An 58.0 N box of clothes is pulled 5.2 m up a 30.0° ramp by a force of 95 N that points along the ramp. If the coefficient of kinetic friction between the box and the ramp is 0.22, calculate the change in the box's kinetic energy.
uhm where did you get 57.5? and what is M & g????
The work done by the applied force is 95 x 5.2 = 494 J
Part of the work was done overcoming the friction force. The friction force is
Ff = 58*0.22*cos30 = 11.05 N and the work done against that force is 57.5 J
The work done increasing the gravitational potential energy is:
M*g*5.2*sin 30 = 150.8 J
That leaves a total of 494 - 57.5 - 150.8 J avaialbkle to increase kinetic energy
your awesome! but where did you get the 95 in the first equation?
95 N is the pulling force, which they tell you. That multiplied bhy the distance pulled is the work done by that force.
Thanks for the kind words; you'd better check my numbers anyway.
oh haha! sorry didn't see it
An 70.0 N box of clothes is pulled 24.0 m up a 30.0° ramp by a force of 115 N that points along the ramp. If the coefficient of kinetic friction between the box and ramp is 0.22, calculate the change in the box's kinetic energy.

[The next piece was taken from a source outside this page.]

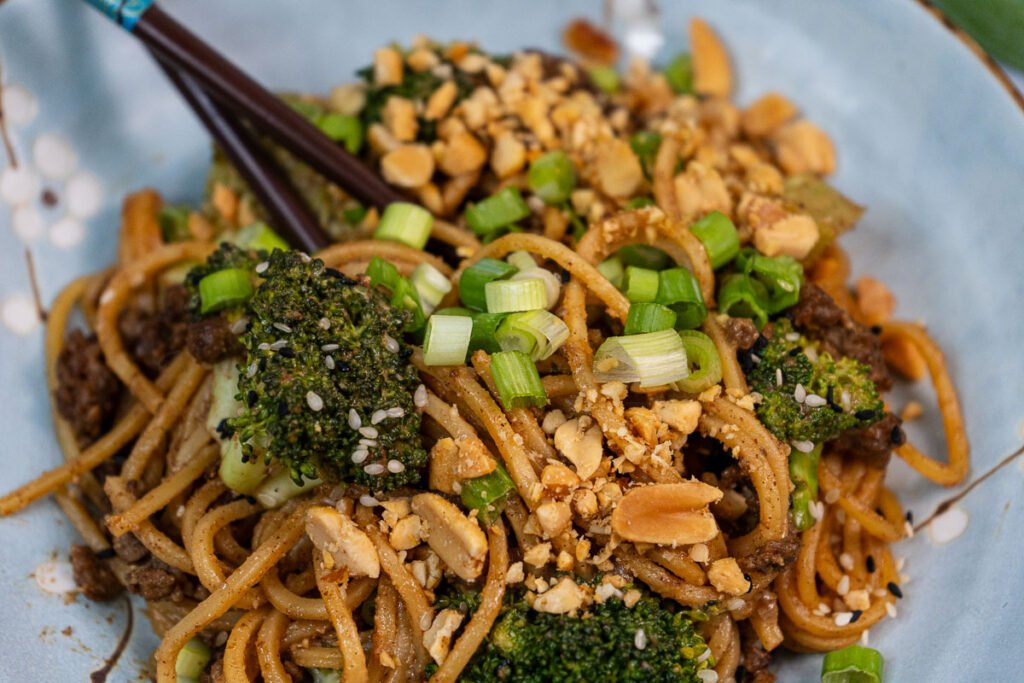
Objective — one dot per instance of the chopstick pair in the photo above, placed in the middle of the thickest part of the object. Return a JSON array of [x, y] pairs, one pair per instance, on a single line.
[[222, 95]]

To calculate the change in the box's kinetic energy, we first need to calculate the work done by all the forces acting on the box. The work done by a force can be calculated using the equation:
Work = Force * distance * cos(angle)
Let's calculate the work done by each force:
1. Gravitational force:
The gravitational force is acting downward, opposite to the direction of motion. So, the work done by the gravitational force is:
Work_gravity = force_gravity * distance * cos(180°)
Since the box is being pulled vertically upward, the angle between the gravitational force and the direction of motion is 180°. The gravitational force can be calculated using the formula:
force_gravity = mass * acceleration_due_to_gravity
Given that the box has a weight of 58.0 N, we can use the equation:
force_gravity = 58.0 N
Since the distance is 5.2 m and cos(180°) is -1, we can calculate the work done by the gravitational force:
Work_gravity = 58.0 N * 5.2 m * cos(180°) = -301.6 J
Note: The negative sign indicates that the work is done against the gravitational force.
2. Applied force:
The applied force is acting along the ramp, so the angle between the applied force and the direction of motion is 0°. Therefore, the work done by the applied force is:
Work_applied = force_applied * distance * cos(0°)

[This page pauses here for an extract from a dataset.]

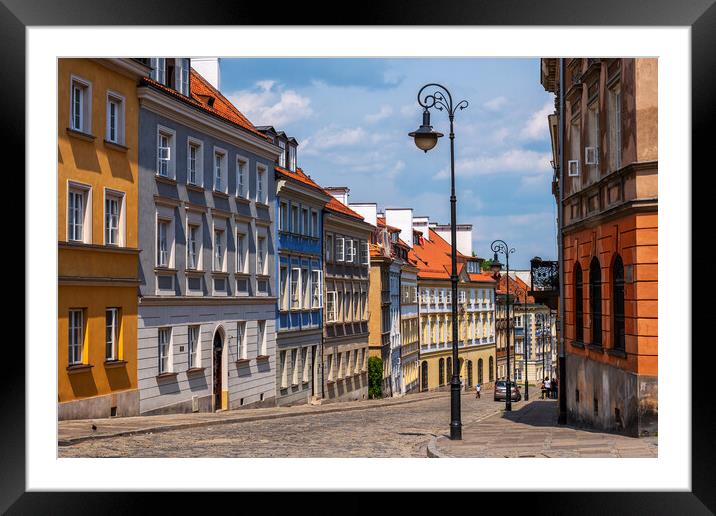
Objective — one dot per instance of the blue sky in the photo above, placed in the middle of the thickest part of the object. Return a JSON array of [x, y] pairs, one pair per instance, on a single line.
[[352, 117]]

Given that the applied force is 95 N, the distance is 5.2 m, and cos(0°) is 1, we can calculate the work done by the applied force:
Work_applied = 95 N * 5.2 m * cos(0°) = 494 J
3. Frictional force:
The frictional force is acting opposite to the direction of motion, so the angle between the frictional force and the direction of motion is 180°. The frictional force can be calculated using the formula:
force_friction = coefficient_of_friction * force_normal
The force_normal is the normal force acting on the box, which is equal to the weight of the box.

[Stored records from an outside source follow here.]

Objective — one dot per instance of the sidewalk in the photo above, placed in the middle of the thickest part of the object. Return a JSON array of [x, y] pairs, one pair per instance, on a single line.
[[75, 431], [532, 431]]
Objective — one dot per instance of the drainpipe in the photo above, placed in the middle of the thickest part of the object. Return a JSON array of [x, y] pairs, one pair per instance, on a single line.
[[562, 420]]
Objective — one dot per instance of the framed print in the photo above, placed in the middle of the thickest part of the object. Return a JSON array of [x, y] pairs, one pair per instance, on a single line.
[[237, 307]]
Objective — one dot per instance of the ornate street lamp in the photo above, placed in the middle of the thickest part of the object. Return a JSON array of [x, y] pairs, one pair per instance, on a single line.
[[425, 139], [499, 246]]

force_normal = weight = 58.0 N
Given that the coefficient_of_friction is 0.22, we can calculate the frictional force:
force_friction = 0.22 * 58.0 N = 12.76 N
Since the distance is 5.2 m and cos(180°) is -1, we can calculate the work done by the frictional force:
Work_friction = force_friction * distance * cos(180°) = 12.76 N * 5.2 m * cos(180°) = -66.25 J
Note: The negative sign here indicates that the work is done against the frictional force.
Now, let's calculate the net work done:
Net Work = Work_applied + Work_gravity + Work_friction
= 494 J + (-301.6 J) + (-66.25 J)
= 126.15 J
The change in kinetic energy is equal to the net work done because work done is directly related to the change in kinetic energy. Therefore, the change in the box's kinetic energy is 126.15 J.